Chapter 6.4, Problem 53E

(a)

To determine

To show: The velocity of an object which is slowed by an air resistance satisfies the differential equation.

Answer to Problem 53E

The velocity of an object satisfies the differential equation.

Explanation of Solution

Given:

Air resistance is proportional to object’s velocity. The mass of an object is m and the velocity is v.

Calculation:

Acceleration can be find out as: $\frac{dV}{dt}$

As, we know force is defined as:

  $F=ma$

Where:

F is the force.

m is the mass of an object.

a is the acceleration.

  $\begin{array}{l}F=m\frac{dV}{dt}\\ \frac{dV}{dt}=-kV\\ m\frac{dV}{dt}=-kV\end{array}$

Hence, velocity satisfies the differential equation.

Conclusion:

The velocity of an object satisfies the differential equation.

(b)

To determine

To show: $v=v_0{e}^{-(k/m)t}$

Answer to Problem 53E

The given equation is derived.

Explanation of Solution

Given:

Air resistance is proportional to object’s velocity.
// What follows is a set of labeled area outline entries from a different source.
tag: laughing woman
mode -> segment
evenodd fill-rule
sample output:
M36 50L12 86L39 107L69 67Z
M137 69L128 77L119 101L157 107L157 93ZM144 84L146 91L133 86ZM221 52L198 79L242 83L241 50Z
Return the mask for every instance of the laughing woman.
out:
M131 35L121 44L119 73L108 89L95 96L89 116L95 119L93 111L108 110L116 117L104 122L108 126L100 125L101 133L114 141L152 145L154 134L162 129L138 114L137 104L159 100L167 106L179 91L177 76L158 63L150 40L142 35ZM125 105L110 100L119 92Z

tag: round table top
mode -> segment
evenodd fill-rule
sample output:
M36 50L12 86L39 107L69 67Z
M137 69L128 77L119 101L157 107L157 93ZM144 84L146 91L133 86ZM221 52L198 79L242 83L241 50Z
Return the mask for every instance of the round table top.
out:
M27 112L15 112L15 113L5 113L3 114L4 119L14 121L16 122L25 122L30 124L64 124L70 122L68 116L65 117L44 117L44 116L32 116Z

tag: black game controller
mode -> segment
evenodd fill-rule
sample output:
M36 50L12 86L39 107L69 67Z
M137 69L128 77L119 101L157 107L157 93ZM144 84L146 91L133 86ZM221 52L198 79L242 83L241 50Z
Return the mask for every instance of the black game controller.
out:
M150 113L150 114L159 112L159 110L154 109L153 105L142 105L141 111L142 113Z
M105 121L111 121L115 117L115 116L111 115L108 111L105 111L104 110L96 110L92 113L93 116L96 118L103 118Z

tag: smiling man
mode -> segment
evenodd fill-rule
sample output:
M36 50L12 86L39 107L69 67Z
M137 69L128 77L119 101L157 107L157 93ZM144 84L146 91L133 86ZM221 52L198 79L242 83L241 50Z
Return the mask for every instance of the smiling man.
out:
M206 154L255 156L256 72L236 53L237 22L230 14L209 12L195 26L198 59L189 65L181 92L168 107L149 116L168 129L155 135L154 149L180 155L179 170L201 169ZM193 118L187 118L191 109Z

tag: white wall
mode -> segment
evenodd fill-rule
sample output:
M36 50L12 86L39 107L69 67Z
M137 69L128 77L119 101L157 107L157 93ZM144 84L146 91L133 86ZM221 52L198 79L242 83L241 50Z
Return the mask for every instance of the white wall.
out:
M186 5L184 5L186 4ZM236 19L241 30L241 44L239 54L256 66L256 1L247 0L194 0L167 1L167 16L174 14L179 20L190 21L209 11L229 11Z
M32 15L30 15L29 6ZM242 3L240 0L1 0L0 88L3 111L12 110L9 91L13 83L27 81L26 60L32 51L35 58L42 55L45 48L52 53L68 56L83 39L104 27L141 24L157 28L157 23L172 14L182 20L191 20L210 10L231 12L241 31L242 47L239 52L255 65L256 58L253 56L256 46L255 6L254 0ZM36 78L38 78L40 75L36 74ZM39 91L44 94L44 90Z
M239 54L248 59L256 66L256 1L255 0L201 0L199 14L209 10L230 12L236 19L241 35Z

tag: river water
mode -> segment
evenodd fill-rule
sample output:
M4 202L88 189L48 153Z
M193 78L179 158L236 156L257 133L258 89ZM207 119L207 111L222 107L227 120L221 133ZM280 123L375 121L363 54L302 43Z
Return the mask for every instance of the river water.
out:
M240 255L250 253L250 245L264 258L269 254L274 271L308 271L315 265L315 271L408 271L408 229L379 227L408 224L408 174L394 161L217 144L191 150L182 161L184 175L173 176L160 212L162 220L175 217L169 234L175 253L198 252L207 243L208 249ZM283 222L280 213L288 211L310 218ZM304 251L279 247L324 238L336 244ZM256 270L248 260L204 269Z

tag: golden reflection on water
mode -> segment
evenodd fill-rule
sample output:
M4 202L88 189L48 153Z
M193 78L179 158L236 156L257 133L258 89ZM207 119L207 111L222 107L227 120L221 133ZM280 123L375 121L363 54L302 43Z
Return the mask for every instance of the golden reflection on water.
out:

The mass of an object is m and the velocity is v.Calculation:

  $v=v_o{e}^{(\frac{-k}{m})t}$

Where: v_o is the velocity at time $t=0$ .

  $\begin{array}{l}m\frac{dV}{dt}=-kV\\ \frac{dV}{dt}=\frac{-kV}{m}\\ V=V_o{e}^{\left(-\frac{k}{m}\right)t}\end{array}$

Conclusion:

The given equation is derived.

(c)

To determine

The reason for use of two rules of thumb for computation.

Answer to Problem 53E

The object having greater mass will be slower to half its starting point in the shortest time.

Explanation of Solution

Given:

Air resistance is proportional to object’s velocity. The mass of an object is m and the velocity is v.

Calculation:

  $\frac{dV}{dt}=\frac{-kV}{m}$

If the k is same then, the object that has greater mass will be slower to half its starting point in the shortest time.

Conclusion:

The object having greater mass will be slower to half its starting point in the shortest time.